Motivation

In this blog, we will reimplement Redpanda's iobuf library as introduced in their blog post.

The full source code is available here.

To understand iobuf, we need to first understand Redpanda's threading and memory model. Redpanda uses a thread-per-core (TpC) architecture. TpC is a programming model that addresses the two shortcomings of threaded programming:

  • Threads executing on the same data require synchronization mechanisms like locks, which are expensive.
  • Context switching is required when a thread suspends itself and lets another thread run. Context switching is expensive.

In TpC, each application thread is pinned to a CPU. Since the OS cannot move the threads around, there are no context switches. Furthermore, under TpC each thread relies on message passing instead of shared memory to share data. This eliminates synchronization overheads from locks. To learn more about TpC, check out this article by Seastar or this blog by Glommio.

Under Seastar, Redpanda's TpC framework, the full memory of the computer is split evenly across the cores during system bootup. As stated in Redpanda's blog, "memory allocated on core-0 [core-N], must be deallocated on core-0 [core-N]. However, there is no way to guarantee that a Java or Go client connecting to Redpanda will communicate with the exact core that owns the data". Therefore, Redpanda created iobuf, "a ref-counted, fragmented-buffer-chain with deferred deletes that allows Redpanda to simply share a view of a remote core’s parsed messages as the fragments come in, without incurring a copy overhead". In other words, iobuf is a way for Redpanda to share data across cores cheaply and deallocate the data in the core that owns the data when no cores need that data.

Now, let's look at how it works under the hood by examining my toy implementation!

Temporary Buffer

Before we implement the iobuf, we need to first implement its building block, the Temporary Buffer.

Temporary Buffer is a memory management abstraction for a contiguous region of memory. What makes temporary buffers different from buffers like Vec is that the underlying memory can be shared with another temporary_buffer.

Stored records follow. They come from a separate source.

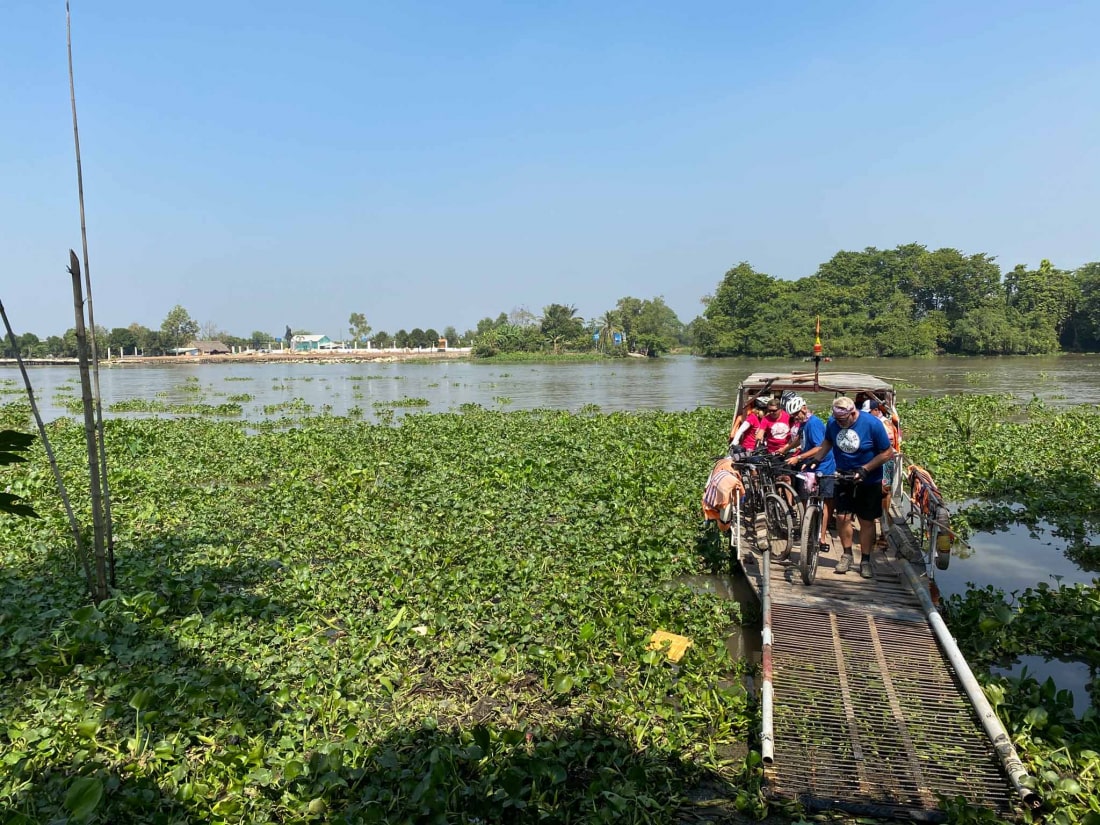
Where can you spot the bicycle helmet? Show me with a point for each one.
(794, 404)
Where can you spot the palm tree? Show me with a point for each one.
(560, 322)
(608, 325)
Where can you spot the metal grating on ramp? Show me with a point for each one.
(867, 715)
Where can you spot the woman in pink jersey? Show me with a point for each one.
(774, 428)
(745, 430)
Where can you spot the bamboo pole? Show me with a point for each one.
(74, 526)
(91, 315)
(89, 435)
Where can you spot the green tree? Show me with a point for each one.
(607, 325)
(1044, 298)
(1086, 318)
(122, 339)
(560, 323)
(359, 329)
(11, 444)
(177, 328)
(740, 311)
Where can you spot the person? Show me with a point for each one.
(879, 410)
(773, 428)
(744, 430)
(859, 443)
(811, 435)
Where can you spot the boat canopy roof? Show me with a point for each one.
(826, 382)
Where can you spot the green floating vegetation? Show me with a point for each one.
(348, 622)
(336, 620)
(145, 405)
(403, 403)
(1026, 462)
(299, 406)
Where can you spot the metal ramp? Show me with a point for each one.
(869, 716)
(869, 719)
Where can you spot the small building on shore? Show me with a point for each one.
(207, 348)
(307, 343)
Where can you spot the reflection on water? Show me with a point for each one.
(1073, 677)
(616, 384)
(1011, 560)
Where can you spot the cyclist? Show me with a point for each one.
(811, 433)
(774, 428)
(880, 411)
(744, 431)
(859, 443)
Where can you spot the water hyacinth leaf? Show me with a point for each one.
(84, 796)
(141, 699)
(1037, 717)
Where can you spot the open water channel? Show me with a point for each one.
(1011, 560)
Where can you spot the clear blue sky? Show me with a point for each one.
(430, 164)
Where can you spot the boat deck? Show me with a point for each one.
(868, 716)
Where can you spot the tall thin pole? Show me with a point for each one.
(91, 316)
(74, 526)
(89, 435)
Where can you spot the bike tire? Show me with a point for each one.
(779, 523)
(811, 539)
(790, 494)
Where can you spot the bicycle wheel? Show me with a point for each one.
(791, 496)
(811, 540)
(780, 524)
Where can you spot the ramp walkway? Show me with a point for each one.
(869, 716)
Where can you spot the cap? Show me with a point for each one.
(843, 404)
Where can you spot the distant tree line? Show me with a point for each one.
(904, 301)
(178, 329)
(648, 327)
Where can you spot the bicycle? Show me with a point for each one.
(770, 498)
(934, 535)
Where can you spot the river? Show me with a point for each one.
(625, 384)
(1011, 560)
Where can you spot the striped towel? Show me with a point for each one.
(722, 490)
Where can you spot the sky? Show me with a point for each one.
(430, 164)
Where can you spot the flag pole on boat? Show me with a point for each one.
(817, 350)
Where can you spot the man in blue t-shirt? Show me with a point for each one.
(811, 433)
(859, 443)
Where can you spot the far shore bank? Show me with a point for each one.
(259, 358)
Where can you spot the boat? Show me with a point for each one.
(914, 505)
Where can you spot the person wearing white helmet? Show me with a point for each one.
(811, 433)
(746, 426)
(774, 428)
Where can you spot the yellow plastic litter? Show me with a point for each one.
(678, 645)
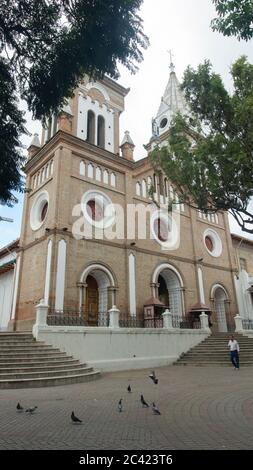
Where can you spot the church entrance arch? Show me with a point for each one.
(220, 301)
(168, 285)
(97, 294)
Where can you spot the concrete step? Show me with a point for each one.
(48, 382)
(50, 366)
(47, 363)
(48, 373)
(45, 353)
(27, 348)
(33, 358)
(206, 364)
(20, 344)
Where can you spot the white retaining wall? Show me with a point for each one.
(122, 348)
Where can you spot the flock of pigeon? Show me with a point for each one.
(76, 420)
(155, 410)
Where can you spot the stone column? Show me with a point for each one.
(114, 317)
(82, 297)
(111, 296)
(238, 324)
(154, 289)
(167, 320)
(204, 321)
(41, 317)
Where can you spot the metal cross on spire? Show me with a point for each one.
(172, 66)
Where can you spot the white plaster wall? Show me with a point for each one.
(132, 285)
(201, 286)
(6, 289)
(122, 349)
(243, 296)
(86, 104)
(7, 258)
(60, 275)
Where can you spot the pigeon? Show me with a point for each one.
(120, 405)
(19, 408)
(74, 418)
(155, 409)
(31, 409)
(143, 402)
(152, 376)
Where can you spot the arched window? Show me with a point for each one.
(47, 171)
(138, 188)
(106, 177)
(149, 187)
(82, 168)
(98, 173)
(91, 127)
(42, 175)
(113, 179)
(101, 132)
(144, 188)
(90, 170)
(51, 167)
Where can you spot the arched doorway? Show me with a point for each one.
(92, 297)
(97, 294)
(220, 301)
(168, 285)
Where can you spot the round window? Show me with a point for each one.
(163, 123)
(39, 210)
(44, 211)
(212, 243)
(164, 229)
(161, 229)
(209, 243)
(98, 209)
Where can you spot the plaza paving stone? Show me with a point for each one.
(201, 408)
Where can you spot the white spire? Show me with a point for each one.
(66, 109)
(172, 101)
(35, 141)
(127, 139)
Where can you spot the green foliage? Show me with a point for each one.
(49, 46)
(11, 127)
(209, 156)
(235, 18)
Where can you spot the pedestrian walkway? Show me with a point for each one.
(201, 408)
(214, 351)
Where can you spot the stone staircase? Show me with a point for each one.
(26, 363)
(213, 351)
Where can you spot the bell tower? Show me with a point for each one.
(77, 154)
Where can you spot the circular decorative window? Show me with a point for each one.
(212, 243)
(164, 229)
(39, 210)
(163, 123)
(98, 209)
(161, 229)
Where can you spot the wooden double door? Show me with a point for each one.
(92, 301)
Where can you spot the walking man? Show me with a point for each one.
(234, 352)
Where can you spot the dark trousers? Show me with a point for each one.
(235, 358)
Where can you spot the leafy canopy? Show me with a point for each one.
(46, 47)
(209, 156)
(235, 18)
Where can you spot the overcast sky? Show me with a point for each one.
(182, 26)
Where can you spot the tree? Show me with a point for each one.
(209, 156)
(235, 18)
(48, 46)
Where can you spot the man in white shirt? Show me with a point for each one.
(234, 352)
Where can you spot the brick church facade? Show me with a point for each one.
(81, 163)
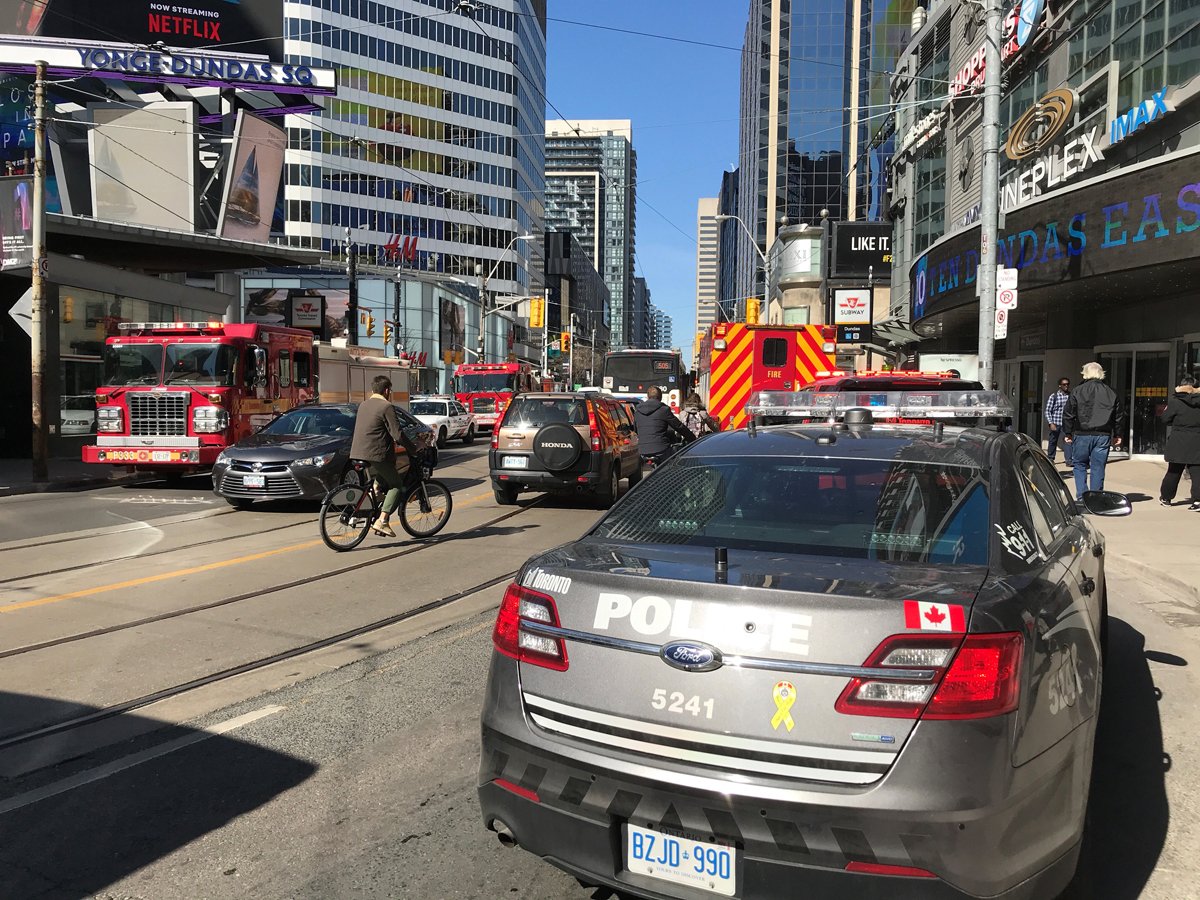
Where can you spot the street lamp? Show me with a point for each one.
(754, 243)
(483, 289)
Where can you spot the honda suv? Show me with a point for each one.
(564, 443)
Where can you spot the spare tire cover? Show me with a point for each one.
(558, 447)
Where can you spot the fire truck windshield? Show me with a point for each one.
(210, 365)
(484, 383)
(132, 364)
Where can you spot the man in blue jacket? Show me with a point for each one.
(1093, 421)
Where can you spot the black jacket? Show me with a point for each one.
(655, 424)
(1183, 415)
(1093, 408)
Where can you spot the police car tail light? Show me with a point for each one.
(520, 607)
(983, 681)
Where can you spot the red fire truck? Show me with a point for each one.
(175, 394)
(487, 388)
(737, 360)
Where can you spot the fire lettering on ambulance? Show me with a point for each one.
(655, 616)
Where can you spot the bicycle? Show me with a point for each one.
(349, 509)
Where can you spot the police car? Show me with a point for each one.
(814, 659)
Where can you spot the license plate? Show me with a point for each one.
(681, 861)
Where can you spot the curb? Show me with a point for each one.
(69, 485)
(1188, 594)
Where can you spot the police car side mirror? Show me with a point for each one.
(1105, 503)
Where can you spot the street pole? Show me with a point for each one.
(37, 271)
(352, 303)
(989, 207)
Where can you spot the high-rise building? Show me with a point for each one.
(598, 159)
(814, 117)
(432, 153)
(707, 258)
(663, 334)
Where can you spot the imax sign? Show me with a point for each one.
(1146, 112)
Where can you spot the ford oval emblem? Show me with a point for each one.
(691, 655)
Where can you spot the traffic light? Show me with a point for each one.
(754, 310)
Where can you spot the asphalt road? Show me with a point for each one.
(351, 772)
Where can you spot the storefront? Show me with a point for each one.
(1109, 270)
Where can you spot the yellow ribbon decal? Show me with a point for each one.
(785, 696)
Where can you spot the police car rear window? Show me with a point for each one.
(870, 509)
(535, 412)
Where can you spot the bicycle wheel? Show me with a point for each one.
(426, 509)
(346, 516)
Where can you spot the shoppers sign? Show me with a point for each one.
(970, 78)
(862, 249)
(1129, 219)
(1149, 111)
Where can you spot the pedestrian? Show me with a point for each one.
(696, 417)
(1182, 414)
(1055, 406)
(1092, 423)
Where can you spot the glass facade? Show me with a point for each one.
(433, 142)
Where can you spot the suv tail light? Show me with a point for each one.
(977, 676)
(594, 429)
(519, 606)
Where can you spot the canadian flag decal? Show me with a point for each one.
(934, 617)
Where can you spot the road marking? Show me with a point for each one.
(179, 573)
(102, 772)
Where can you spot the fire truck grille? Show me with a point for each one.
(157, 414)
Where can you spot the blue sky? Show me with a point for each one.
(683, 102)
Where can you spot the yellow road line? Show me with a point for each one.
(179, 573)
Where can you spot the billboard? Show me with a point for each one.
(143, 165)
(241, 25)
(252, 180)
(453, 331)
(16, 222)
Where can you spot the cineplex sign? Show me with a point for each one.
(1145, 216)
(171, 65)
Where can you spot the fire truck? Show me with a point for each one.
(487, 388)
(175, 394)
(737, 360)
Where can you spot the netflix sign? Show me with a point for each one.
(246, 27)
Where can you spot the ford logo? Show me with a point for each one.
(691, 657)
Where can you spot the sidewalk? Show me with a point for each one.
(17, 477)
(1156, 543)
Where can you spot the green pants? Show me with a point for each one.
(393, 479)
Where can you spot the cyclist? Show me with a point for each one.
(376, 433)
(658, 426)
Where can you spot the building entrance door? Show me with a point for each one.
(1140, 377)
(1030, 415)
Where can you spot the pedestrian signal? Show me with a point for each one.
(754, 311)
(537, 312)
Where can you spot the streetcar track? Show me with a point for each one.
(252, 665)
(262, 592)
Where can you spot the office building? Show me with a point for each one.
(592, 177)
(432, 153)
(707, 259)
(815, 121)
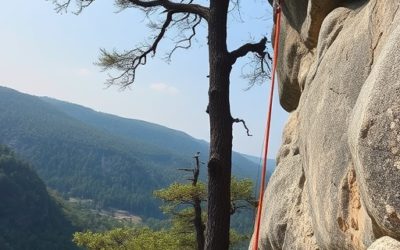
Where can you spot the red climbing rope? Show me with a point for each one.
(268, 125)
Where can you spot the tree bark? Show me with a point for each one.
(219, 165)
(198, 220)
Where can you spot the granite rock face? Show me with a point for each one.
(337, 183)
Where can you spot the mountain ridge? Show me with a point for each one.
(80, 154)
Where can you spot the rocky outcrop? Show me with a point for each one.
(337, 183)
(385, 243)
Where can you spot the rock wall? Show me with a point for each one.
(337, 182)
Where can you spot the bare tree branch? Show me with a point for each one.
(186, 42)
(258, 48)
(63, 5)
(169, 6)
(237, 120)
(129, 61)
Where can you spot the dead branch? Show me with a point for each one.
(258, 48)
(237, 120)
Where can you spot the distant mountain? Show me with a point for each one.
(115, 161)
(29, 218)
(177, 142)
(271, 164)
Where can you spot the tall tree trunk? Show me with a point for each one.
(219, 165)
(198, 224)
(198, 220)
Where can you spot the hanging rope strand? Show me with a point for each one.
(268, 126)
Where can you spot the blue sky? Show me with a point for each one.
(48, 54)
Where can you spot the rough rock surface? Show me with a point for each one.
(337, 183)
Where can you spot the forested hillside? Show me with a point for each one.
(29, 218)
(114, 161)
(177, 142)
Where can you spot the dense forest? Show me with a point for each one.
(29, 217)
(105, 161)
(115, 162)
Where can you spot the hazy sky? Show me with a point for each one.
(47, 54)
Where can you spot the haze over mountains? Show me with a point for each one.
(116, 162)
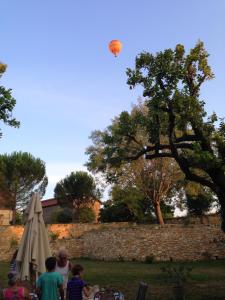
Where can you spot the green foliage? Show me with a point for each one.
(22, 174)
(64, 216)
(149, 259)
(175, 123)
(156, 180)
(13, 243)
(53, 235)
(7, 103)
(118, 212)
(19, 218)
(199, 199)
(85, 215)
(76, 189)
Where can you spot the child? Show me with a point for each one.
(76, 287)
(50, 284)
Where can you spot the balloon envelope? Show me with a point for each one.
(115, 47)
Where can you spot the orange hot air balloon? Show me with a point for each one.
(115, 47)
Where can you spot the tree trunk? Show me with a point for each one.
(14, 217)
(221, 198)
(158, 213)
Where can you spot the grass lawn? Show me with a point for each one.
(207, 278)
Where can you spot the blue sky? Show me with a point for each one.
(67, 84)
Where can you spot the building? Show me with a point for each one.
(51, 206)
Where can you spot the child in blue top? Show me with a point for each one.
(76, 287)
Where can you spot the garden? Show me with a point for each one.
(206, 280)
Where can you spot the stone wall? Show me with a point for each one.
(124, 241)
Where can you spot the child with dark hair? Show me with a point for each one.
(76, 287)
(50, 284)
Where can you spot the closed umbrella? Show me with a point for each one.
(34, 246)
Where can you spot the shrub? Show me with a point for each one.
(53, 235)
(64, 216)
(85, 215)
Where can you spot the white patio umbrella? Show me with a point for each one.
(34, 246)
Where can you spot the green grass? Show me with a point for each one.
(207, 278)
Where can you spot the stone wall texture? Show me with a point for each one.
(124, 241)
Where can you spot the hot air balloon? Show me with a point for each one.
(115, 47)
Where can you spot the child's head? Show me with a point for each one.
(77, 270)
(50, 264)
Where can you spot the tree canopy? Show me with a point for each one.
(176, 123)
(77, 189)
(21, 174)
(157, 180)
(7, 103)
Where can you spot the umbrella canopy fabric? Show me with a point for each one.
(34, 246)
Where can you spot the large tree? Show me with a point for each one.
(21, 174)
(158, 179)
(176, 124)
(77, 190)
(7, 103)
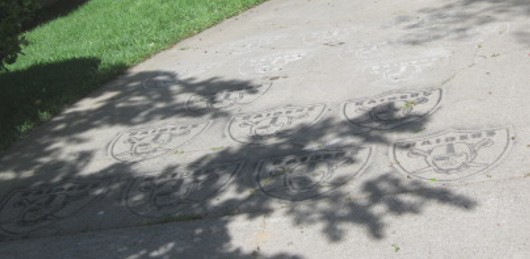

In other words, it is a buffer with an automatic reference count, kind of like an Arc in Rust.

My implementation is largely inspired by Seastar’s implementation.

API

Constructor

To create a TemporaryBuffer, you use the new: (size: usize) -> TemporaryBuffer API.

#![allow(unused)]
fn main() {
let buffer = TemporaryBuffer::new(12);
}

Write

To write into a TemporaryBuffer, you call get_write(&self) -> Option<*mut u8>. It is dangerous to return a mutable raw pointer if there is another reference to the TemporaryBuffer as the other buffer may not expect data to change. Therefore, get_write would return None if there are more than one reference to the buffer.

#![allow(unused)]
fn main() {
let buffer = TemporaryBuffer::new(12);
let ptr = buffer.get_write().unwrap();
let data: Vec<u8> = vec![1, 2, 3];
unsafe {
    std::ptr::copy_nonoverlapping(data.as_ptr(), ptr, 3);
}
}

Share

To share a buffer, you can either use share(&self) -> TemporaryBuffer to share the entire buffer or share_slice(&self, pos: usize, len: usize) -> TemporaryBuffer to get a sliced reference to the temporary buffer.

Note that in either scenario, the underlying data will not be destroyed until all references to the buffer is destroyed. This means that having a tiny slice of a temporary buffer would result in the entire data the original temporary buffer holds to be held in memory.

#![allow(unused)]
fn main() {
let buffer = TemporaryBuffer::new(12);
	{
	    let second = buffer.share();
	    assert_eq!(buffer.get_ref_count(), 2);
	
	    {
	        let slice = buffer.share_slice(0, 3);
	        assert_eq!(buffer.get_ref_count(), 3);
	    }
	}
assert_eq!(buffer.get_ref_count(), 1);
}

In the example above, we created multiple references to the buffer in different scopes. In the deepest scope, the reference count for the buffer is 3. But in the outmost scope, since the scoped references get dropped, there is only 1 ref count.

Internals

Conceptually, a temporary_buffer is quite similar to an Arc. Instead of Arc::clone, you perform share or share_slice to increment the ref count. When the reference count reaches 0, the underlying data is deallocated.

#![allow(unused)]
fn main() {
pub struct TemporaryBuffer {
    deleter: NonNull<BufferInternal>,
    size: usize,
    buffer: *mut u8,
}

struct BufferInternal {
    ref_counter: AtomicUsize,
    size: usize,
    buffer: *mut u8,
}
}

This is what the TemporaryBuffer looks like under the hood:

Each TemporaryBuffer has a NonNull raw pointer to a BufferInternal. BufferInternal keeps track of the reference counts and deallocates the memory when the reference count reaches 0.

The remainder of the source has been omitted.